Is dreaming only for kids?
I was talking to a friend and blurted out a trendy joke—”Please, Please, Please” by Sabrina Carpenter—but changed Carpenter to Ongkiko. Ms. Sabrina Ongkiko.
And a flashback moved me.
I still remember her from her TED Talk 11 years ago. We had a school task back then—to listen to her speech and reflect on it. Ma’am Sabrina is a public school teacher, and in that talk, she said that teaching in a public school makes her very happy. She enjoys teaching kids not just math and science, but also how to dream—and she helps them reach for those dreams, no matter how high or ridiculous: to be a scientist, a doctor, an astronaut.
In the middle of our funny conversation, I paused and asked myself: When did I stop dreaming?
When I was a kid, imagining who I wanted to be when I grew up excited me so much. There were endless possibilities and I couldn’t even pick one.

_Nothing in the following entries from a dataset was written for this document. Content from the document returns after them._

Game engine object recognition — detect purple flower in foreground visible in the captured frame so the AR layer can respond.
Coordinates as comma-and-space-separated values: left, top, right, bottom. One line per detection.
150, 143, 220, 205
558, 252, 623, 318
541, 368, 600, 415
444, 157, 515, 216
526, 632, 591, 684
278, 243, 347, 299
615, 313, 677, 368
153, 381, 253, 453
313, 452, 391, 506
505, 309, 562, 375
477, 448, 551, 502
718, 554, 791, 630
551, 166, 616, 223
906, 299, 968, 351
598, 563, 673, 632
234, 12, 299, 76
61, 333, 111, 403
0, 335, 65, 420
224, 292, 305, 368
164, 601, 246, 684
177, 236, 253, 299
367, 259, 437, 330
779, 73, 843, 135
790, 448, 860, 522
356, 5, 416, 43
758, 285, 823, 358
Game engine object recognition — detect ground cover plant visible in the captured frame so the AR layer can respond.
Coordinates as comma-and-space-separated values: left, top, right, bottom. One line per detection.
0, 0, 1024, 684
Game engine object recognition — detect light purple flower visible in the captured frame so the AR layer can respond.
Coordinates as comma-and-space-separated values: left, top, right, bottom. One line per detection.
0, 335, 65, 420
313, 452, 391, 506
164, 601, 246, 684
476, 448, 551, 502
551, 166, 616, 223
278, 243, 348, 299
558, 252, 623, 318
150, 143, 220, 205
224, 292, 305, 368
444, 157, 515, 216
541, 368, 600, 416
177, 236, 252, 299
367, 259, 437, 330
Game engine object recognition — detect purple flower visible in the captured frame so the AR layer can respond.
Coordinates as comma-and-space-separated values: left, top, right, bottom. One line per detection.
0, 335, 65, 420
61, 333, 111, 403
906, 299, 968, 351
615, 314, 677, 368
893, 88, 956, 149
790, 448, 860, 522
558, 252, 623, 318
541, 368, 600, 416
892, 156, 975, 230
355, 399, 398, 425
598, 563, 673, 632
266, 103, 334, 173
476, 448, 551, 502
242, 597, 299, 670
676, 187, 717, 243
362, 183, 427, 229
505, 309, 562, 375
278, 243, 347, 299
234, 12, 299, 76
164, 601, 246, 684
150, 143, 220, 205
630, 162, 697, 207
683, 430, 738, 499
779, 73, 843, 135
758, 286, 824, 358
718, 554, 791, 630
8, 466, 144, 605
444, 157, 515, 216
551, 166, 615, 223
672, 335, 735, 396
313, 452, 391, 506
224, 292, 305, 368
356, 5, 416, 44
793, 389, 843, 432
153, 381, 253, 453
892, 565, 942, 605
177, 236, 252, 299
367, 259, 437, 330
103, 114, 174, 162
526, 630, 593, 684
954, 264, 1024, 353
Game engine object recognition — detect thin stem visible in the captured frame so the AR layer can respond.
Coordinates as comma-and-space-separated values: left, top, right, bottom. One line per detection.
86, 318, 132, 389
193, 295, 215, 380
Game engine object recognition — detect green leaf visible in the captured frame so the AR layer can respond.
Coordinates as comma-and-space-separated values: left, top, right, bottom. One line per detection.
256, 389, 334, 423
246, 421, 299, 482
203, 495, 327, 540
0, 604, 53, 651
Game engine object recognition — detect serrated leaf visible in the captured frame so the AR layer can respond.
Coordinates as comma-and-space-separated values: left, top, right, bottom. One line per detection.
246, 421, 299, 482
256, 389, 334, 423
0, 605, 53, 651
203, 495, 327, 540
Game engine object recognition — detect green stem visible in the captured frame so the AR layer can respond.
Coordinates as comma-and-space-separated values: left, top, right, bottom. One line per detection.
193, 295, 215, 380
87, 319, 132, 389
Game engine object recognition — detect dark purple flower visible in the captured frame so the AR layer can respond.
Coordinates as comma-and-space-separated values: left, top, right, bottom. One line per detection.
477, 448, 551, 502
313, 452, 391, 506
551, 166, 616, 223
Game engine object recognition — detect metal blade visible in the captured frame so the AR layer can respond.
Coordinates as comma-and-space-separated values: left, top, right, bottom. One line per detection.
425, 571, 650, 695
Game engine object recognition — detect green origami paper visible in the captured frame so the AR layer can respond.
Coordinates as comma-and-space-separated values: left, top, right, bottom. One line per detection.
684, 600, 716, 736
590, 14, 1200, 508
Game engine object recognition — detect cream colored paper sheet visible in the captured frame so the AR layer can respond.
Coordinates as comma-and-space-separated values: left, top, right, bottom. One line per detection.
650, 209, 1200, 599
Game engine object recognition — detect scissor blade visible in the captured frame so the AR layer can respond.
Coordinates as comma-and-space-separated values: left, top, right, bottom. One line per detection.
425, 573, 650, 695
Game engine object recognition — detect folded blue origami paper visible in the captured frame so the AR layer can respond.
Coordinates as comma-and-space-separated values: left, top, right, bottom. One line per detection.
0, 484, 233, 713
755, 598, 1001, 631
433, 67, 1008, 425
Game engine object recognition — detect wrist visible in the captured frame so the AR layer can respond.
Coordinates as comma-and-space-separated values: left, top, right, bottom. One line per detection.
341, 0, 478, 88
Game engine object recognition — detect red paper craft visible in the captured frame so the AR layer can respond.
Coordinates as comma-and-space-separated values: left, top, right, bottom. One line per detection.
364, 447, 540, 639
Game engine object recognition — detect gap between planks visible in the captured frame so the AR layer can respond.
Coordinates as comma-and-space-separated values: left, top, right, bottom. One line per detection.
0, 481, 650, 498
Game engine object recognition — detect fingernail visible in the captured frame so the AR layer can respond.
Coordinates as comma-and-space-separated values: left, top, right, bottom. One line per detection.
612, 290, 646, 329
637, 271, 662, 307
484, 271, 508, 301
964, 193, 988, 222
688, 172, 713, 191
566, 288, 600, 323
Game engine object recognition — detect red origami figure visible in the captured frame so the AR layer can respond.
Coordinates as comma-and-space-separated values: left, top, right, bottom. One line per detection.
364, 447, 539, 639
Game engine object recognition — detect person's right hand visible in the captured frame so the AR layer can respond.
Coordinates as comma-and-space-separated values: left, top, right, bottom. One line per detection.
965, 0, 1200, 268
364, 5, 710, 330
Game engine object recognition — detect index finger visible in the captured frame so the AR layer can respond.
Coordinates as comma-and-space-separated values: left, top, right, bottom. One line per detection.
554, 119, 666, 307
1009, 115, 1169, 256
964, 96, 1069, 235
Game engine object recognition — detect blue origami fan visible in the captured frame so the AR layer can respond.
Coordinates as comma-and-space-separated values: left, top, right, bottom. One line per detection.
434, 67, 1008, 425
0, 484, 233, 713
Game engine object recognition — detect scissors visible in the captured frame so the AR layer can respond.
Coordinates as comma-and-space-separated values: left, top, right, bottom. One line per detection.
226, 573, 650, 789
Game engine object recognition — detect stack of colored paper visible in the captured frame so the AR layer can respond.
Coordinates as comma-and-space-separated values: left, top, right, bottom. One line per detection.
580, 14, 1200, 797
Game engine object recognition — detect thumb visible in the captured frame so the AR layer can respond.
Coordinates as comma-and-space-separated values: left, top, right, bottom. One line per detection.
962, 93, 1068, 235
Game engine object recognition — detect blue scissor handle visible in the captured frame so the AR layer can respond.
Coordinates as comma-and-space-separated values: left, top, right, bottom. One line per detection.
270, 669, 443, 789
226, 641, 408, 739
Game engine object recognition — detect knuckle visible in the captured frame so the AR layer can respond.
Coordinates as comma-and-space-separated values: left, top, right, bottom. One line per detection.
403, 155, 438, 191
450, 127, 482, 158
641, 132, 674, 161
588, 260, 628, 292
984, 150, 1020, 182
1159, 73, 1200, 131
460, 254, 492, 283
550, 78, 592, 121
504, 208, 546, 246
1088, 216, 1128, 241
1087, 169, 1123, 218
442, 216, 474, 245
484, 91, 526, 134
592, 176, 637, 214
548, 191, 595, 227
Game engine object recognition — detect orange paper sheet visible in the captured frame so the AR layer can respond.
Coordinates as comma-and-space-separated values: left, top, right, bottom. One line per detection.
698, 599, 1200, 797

It was like choosing what to wear from a bottomless closet or choosing what superhero you are.
I’ve always believed that dreams are the foundation of fulfillment because everything begins there—with an idea, an ambitious, almost impossible vision of what life could become. And those dreams didn’t just appear out of nowhere. They came from culture—from a collection of influences: parents, TV shows, cartoons, friends, travel. They came from our collective experience.
When I was in Grade 2, our teacher, the late Ms. Irene Omaoeng, asked everyone in class, “What do you want to be when you grow up?”
The entire class answered carefully because we were all scared of Ma’am Irene.
One by one, from left to right, my classmates stood to answer.
“Nurse.” “Teacher.” “Lawyer.” “Police.”
I was the last to answer since we were seated according to height—and I was tall. I said, “I want to be a farmer, like my father.” I think everyone laughed. I’m not entirely sure, but I remember feeling like I said the wrong thing. Maybe they thought, “A tall kid with such a small dream.” So I changed my answer to the typical, “I want to be a doctor.”
But I never wanted to be a doctor.
That’s the last memory I can recall of dreaming freely and carelessly.
I still dream, but it’s different now. When you’re no longer a kid, you start dreaming practically. You only dream of things you’re certain you can achieve. There’s this invisible threshold—crossing that line feels wrong, almost illegal, even shameful.
Now, we only dream what we can afford. We have learned to reshape our dreams to fit in our wallets. Suddenly, the world that once felt endless feels limited.
We don’t dream of being astronauts anymore—it’s too expensive. We don’t dream of working for Nasa—you have to be crazy smart, and decent education costs a fortune. We don’t dream of becoming doctors—it takes too long, and we have bills to pay.
When we were kids, dreaming made us happy. Dreaming now, as adults, makes us feel self-pity because it reminds us of the things we can never have in life.
This country has turned us into practical dreamers. Maybe we should retire the saying “Libre lang mangarap,” because one day, they might put a tax on that, too.
Somehow, they’ve made achieving dreams almost impossible. And somehow, they’ve killed my dream even before I tried to achieve it.
I had my reasons why I answered I wanted to be a farmer.
Maybe dreaming is just for kids.
But I still dream of becoming a farmer.
—————
Neil Bryant Baliao, 24, is a frustrated young professional from Bugnay, Candon City, Ilocos Sur.